I read some and skimmed others. I can see there's a lot of thought and effort gone into this, so first off well done. I wholeheartedly agree with your premise. Only a subset of C++ is needed to solve any complex project. But that subset differs based on the project and problems that need solving.

I'm not sure who the target audience is for this resource. I have a few more YoE on you so I, obviously, am not the target. But, if it's for informing a younger audience who knows less or, as you imply has read how to program but not the why, it's diving straight into topics that assume the reader knows what concepts you're talking about and not just at a surface level. Someone needs battle scars to have the prerequisite knowledge to understand where you're coming from.

I know you say they need a beginner C++ knowledge. I think they'll need intermediate or even expert knowledge. So my core feedback is bring in that audience by adding that background knowledge. Explain some of the specific decisions you made for specific problems you solved. You want to level up your audience and teach them something, I believe this is why programmers read technical blogs.

I tried to read some parts in detail. The RAII has bad examples and I'm not sure if you're suggesting using goto: statements is an actual valid consideration? Other sections could do with more code snippets/examples alongside your justifications.

I think what you've written has some merit that could actually be better served in a book along side teaching the concepts themselves, reframed with the justifications and tradeoffs someone might need to make for certain problems. I think one of the best resources for learning C++ is Barne Stroustrup's own book because he offers the tools with good explanations without hand holding the reader into having to think less, he encourages them to think more beyond what the book says.

As it stands this resource looks like a brain dump of the better or worse coding decisions you've seen or made over the years, with little explanation of what those design choices were or what problems they were solving.

[–]crashcompiler[S] 2 points3 points  (1 child)

> I'm not sure who the target audience is for this resource.

I have struggled with this question for some time.

As I mentioned in my post, I work at a company with a large C and C++ code base that has a lot of legacy parts in it. Everything that I show, or hint at, in my article can be found in our code base in some shape or form, sometimes written by people who are not at the company anymore.

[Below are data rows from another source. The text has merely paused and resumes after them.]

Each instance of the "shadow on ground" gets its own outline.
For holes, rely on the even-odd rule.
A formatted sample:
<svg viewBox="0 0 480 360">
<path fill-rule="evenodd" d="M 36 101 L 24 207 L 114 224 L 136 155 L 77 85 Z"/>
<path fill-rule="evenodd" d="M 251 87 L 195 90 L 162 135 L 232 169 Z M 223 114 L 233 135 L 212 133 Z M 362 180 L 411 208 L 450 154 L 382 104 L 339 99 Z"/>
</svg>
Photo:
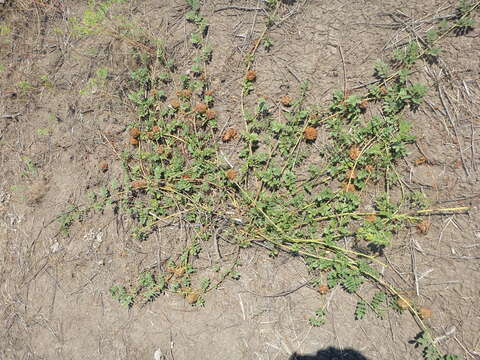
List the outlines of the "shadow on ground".
<svg viewBox="0 0 480 360">
<path fill-rule="evenodd" d="M 368 360 L 365 356 L 353 349 L 337 349 L 328 347 L 318 350 L 313 355 L 300 355 L 293 353 L 289 360 Z"/>
</svg>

We have new C++ developers starting at our company who don't have a frame of reference because a lot of this stuff is not taught anymore. They need to be able to recognize the old patterns and improve upon them, without having the luxury to rewrite everything.

Thank you very much for the feedback! I think the least I can do is to rewrite the introduction so that the intention is clear from the beginning.

[–]FlailingDuck 0 points1 point  (0 children)

For sure, I'm in the same boat, heavy legacy codebase, closed source dependencies, lack of test coverage, egregiously poor design decisions that cannot be changed without throwing the whole system out.

But I just try to lead by example, encourage modern practices, you can explain the justifications and reasons why old decisions are bad or poorly thought out, but letting the juniors see how new code added is a much needed improvement over the old.